Dietrich Bonhoeffer, Psalms: The Prayer Book of the Bible, ch. 1
Prayer is God’s communion with God.
It is God who prays. Not just God who answers prayer but God who prays in us in the first place. In prayer we become the locus of the divine dialogue between Father and Son.
Herbert McCabe, God Still Matters, 217; and God Matters, 221
All Christian prayer is first the prayer of Jesus Christ, then the prayer of the community, and last of all our own individual prayer.
Deborah Hunsinger, Pray without Ceasing (2006), 15.
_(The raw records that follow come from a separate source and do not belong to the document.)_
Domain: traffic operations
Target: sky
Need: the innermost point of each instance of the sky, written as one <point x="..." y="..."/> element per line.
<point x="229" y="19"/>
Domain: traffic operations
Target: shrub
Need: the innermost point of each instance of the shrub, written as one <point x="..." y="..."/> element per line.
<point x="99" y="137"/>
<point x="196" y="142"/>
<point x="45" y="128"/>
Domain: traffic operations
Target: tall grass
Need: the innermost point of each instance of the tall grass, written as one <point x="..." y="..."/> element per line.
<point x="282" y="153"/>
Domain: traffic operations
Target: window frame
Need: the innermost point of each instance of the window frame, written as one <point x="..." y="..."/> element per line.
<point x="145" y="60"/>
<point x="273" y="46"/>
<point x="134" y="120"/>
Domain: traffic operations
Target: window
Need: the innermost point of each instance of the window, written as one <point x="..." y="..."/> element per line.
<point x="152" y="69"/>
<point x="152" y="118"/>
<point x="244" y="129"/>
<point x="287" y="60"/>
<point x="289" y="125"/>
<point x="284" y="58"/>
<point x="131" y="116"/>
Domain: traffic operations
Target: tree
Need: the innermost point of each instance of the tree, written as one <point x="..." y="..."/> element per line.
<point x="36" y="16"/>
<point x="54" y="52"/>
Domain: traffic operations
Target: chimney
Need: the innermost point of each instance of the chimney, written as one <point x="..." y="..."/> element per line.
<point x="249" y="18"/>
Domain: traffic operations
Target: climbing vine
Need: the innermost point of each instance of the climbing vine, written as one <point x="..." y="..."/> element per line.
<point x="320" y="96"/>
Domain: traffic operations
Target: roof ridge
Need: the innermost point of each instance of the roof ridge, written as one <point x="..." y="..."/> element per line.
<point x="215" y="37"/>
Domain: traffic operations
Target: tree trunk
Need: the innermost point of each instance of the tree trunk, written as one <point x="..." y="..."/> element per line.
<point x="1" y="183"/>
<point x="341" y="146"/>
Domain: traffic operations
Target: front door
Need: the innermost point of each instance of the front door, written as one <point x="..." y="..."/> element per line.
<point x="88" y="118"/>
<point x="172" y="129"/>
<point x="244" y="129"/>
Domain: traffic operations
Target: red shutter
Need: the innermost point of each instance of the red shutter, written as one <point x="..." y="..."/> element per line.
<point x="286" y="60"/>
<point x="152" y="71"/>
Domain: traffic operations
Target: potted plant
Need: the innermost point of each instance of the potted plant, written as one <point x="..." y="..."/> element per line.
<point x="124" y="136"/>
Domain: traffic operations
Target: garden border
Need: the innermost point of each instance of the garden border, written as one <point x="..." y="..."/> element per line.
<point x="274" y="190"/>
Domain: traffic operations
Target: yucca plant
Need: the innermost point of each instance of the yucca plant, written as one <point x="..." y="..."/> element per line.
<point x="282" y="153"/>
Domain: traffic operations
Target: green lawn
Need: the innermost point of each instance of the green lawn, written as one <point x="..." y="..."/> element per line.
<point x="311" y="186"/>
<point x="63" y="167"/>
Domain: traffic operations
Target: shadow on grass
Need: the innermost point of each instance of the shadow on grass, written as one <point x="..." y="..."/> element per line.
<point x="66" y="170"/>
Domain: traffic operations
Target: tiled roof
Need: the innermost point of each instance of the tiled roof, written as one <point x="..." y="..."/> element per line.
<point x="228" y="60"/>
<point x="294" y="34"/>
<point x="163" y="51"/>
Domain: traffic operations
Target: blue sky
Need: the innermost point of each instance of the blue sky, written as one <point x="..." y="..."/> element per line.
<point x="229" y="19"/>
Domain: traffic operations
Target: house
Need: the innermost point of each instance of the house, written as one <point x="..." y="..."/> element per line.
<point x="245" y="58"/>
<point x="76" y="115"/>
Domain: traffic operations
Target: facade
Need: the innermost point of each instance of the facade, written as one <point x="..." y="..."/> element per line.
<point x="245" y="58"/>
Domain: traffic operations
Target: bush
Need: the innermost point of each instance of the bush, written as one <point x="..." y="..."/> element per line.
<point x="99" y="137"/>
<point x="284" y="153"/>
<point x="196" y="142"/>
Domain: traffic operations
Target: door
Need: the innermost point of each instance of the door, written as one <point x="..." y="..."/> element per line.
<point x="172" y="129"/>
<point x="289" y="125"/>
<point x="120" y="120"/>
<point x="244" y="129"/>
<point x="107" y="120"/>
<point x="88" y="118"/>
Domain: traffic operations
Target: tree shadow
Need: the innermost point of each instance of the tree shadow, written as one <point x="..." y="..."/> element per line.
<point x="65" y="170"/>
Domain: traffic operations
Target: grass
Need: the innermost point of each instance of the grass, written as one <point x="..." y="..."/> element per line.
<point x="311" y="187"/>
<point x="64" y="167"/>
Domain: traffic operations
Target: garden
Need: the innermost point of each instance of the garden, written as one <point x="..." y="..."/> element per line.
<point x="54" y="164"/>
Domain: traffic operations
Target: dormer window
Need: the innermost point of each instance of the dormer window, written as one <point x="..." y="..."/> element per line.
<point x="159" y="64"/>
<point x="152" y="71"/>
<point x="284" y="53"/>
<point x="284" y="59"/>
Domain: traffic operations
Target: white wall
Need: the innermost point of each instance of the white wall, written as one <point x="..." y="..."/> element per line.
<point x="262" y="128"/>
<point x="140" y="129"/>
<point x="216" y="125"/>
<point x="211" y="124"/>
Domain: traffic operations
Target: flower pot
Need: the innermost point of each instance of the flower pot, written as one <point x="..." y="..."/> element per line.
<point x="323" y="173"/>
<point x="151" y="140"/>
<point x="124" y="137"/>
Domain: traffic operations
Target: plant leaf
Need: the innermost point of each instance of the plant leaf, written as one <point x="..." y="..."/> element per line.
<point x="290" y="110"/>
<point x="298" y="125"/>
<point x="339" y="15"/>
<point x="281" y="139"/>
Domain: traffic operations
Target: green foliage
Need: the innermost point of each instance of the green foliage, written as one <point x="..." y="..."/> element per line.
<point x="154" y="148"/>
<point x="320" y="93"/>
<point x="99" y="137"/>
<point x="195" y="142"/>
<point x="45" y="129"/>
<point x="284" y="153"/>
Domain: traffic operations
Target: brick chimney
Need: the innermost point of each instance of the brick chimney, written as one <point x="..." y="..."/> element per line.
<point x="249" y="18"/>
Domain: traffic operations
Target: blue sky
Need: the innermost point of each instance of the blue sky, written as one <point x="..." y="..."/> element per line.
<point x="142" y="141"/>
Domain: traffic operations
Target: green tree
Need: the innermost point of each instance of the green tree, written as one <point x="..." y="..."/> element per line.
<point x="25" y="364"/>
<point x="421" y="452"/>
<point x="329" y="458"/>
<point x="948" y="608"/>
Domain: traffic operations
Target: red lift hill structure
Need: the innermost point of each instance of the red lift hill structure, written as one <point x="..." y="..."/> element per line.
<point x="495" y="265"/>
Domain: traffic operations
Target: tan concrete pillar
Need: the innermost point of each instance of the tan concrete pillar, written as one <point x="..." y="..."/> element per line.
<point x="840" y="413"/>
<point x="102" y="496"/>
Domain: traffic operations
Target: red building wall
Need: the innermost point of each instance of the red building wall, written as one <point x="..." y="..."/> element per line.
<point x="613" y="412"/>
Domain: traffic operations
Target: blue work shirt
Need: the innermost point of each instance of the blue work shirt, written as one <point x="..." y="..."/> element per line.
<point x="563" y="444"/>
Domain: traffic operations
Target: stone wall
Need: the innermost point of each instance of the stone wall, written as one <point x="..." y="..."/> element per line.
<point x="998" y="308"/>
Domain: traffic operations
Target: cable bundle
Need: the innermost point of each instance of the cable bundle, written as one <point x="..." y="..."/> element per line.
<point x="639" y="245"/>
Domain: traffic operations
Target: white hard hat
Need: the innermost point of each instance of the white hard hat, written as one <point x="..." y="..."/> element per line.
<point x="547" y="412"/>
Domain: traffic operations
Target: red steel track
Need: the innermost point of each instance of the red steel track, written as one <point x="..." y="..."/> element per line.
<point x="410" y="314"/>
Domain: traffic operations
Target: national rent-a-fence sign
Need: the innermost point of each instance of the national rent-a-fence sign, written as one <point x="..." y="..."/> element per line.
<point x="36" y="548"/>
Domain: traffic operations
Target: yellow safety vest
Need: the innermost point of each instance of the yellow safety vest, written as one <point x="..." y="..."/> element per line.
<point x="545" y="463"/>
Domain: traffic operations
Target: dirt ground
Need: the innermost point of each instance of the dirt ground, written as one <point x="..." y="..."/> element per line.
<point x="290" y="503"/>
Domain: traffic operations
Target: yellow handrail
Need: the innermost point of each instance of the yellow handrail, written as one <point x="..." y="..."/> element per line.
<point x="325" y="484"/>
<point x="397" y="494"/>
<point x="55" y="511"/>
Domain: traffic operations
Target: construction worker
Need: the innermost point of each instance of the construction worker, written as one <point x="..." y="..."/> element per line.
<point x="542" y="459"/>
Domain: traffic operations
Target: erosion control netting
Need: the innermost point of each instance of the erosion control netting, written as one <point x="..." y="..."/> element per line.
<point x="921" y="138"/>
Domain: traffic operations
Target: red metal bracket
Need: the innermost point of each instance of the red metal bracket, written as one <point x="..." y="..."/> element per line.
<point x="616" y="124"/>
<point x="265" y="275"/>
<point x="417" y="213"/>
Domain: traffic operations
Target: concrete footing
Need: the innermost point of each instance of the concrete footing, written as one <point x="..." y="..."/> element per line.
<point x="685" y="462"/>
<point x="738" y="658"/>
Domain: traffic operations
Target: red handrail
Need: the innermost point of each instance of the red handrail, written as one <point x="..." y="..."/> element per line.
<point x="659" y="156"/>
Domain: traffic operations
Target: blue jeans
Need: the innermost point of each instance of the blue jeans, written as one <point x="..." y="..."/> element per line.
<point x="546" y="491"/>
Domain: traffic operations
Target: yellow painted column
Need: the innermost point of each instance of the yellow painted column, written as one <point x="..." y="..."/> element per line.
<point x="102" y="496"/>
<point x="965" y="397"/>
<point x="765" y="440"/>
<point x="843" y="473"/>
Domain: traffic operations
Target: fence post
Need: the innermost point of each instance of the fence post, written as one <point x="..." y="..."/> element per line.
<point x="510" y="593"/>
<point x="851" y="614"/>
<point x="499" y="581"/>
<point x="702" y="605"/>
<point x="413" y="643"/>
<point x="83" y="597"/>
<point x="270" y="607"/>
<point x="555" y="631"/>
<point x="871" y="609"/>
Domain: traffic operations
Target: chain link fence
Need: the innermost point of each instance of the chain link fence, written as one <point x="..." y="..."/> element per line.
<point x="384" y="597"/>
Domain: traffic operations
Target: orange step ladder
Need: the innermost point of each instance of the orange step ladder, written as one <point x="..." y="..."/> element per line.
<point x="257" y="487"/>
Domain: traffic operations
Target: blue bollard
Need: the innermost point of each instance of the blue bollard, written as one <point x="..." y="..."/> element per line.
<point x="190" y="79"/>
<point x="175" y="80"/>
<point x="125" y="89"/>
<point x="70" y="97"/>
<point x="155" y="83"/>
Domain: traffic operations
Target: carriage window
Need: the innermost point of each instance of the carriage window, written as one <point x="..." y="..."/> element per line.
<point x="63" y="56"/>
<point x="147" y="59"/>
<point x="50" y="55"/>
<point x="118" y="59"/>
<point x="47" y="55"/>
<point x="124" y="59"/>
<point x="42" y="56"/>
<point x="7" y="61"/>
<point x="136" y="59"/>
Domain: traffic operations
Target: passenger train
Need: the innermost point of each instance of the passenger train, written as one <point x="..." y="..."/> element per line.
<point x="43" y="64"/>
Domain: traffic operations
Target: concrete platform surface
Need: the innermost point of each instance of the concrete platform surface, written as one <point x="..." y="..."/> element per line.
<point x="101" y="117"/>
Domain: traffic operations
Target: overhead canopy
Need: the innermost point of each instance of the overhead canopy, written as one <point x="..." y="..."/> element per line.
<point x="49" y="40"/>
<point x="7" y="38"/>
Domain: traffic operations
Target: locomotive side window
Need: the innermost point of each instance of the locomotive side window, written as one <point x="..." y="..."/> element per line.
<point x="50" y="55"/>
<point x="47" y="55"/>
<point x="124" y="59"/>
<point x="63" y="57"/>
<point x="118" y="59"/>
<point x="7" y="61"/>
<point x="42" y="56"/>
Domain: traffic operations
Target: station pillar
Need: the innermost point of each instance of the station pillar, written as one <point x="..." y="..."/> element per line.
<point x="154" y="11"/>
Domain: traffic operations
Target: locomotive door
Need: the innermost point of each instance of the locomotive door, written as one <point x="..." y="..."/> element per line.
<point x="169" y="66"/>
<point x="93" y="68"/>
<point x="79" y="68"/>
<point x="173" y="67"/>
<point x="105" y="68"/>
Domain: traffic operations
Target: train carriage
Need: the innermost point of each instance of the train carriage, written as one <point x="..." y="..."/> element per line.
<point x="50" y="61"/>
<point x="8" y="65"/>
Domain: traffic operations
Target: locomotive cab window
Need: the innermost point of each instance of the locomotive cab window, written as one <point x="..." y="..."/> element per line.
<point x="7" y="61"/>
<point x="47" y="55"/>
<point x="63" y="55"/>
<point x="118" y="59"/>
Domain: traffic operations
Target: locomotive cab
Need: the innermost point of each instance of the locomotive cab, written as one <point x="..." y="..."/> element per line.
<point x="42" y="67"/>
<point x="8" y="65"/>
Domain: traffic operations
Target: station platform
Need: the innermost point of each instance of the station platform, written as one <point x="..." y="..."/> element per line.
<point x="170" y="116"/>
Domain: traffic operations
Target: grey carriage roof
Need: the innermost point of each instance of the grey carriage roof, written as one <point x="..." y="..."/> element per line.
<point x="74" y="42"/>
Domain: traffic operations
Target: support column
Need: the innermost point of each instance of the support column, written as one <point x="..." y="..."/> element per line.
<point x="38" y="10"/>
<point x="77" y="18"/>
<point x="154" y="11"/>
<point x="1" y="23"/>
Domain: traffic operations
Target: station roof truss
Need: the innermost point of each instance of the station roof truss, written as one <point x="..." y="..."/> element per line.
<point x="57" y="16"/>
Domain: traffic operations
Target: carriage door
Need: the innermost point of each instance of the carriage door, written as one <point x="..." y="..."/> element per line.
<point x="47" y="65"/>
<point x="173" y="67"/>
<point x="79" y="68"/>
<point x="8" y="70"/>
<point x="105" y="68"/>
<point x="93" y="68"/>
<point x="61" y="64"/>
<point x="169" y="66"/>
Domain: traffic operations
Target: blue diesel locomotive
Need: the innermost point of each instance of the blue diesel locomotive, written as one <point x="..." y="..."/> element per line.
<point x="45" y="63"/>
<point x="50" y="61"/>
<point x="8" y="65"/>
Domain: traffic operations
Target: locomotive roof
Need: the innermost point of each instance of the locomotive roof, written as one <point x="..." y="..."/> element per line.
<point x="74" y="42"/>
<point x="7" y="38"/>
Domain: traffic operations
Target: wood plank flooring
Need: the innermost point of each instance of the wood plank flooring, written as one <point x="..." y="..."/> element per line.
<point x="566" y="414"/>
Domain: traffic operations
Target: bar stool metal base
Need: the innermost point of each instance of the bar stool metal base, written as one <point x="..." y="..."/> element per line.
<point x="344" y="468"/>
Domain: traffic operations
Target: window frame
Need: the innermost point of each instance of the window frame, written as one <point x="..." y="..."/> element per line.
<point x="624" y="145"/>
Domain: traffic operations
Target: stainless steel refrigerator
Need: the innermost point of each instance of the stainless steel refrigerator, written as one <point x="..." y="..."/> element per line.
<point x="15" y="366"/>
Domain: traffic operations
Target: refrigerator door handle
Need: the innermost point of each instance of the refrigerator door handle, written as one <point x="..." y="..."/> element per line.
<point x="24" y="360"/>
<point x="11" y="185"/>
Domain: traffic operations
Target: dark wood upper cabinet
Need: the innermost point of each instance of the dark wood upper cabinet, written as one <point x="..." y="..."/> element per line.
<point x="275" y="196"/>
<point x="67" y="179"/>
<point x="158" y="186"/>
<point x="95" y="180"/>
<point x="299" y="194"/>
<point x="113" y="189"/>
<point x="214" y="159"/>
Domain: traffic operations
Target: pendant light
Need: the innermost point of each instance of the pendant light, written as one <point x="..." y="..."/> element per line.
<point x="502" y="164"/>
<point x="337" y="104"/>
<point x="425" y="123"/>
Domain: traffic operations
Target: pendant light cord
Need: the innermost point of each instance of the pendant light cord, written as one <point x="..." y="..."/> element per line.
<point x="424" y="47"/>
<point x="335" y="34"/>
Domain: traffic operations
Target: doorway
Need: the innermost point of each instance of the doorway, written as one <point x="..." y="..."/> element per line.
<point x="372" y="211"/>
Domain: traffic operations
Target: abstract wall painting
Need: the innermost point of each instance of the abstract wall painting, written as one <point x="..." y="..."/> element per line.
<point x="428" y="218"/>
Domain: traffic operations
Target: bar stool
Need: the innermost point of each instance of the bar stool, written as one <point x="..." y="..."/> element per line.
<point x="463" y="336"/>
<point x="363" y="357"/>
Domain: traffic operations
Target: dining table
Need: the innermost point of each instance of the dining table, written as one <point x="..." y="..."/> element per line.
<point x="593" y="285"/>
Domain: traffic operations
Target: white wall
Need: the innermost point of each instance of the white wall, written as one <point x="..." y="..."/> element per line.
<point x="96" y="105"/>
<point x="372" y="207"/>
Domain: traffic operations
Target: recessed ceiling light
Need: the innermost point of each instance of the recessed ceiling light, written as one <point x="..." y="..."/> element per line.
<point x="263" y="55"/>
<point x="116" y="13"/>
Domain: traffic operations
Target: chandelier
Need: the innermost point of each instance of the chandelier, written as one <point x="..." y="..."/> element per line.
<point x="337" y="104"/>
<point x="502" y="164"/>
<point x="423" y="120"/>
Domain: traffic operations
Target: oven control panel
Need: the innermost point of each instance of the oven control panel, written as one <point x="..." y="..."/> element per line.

In the fellowship of prayer Christ is truly present; he prays “in us”, “with us” and “for us”. It is he who leads our prayer in the Spirit-Consoler whom he promised and then bestowed on his Church in the Upper Room in Jerusalem, when he established her in her original unity.
JP II, Ut Unum Sint (1995), 22
So, for the Christian, to pray—before all else—is to let Jesus’ prayer happen in you. … That, in a nutshell, is prayer—letting Jesus pray in you.
Rowan Williams, “Prayer” in Being Christian (2014), 62-3.
the real agent in all true worship is Jesus Christ. He is our great high priest and ascended Lord, the one true worshipper who unites us to himself by the Spirit in an act of memory and in a life of communion, as he lifts us up by word and sacrament into the very triune life of God.
James Torrance, Worship, Community and the Triune God of Grace (1996), 17.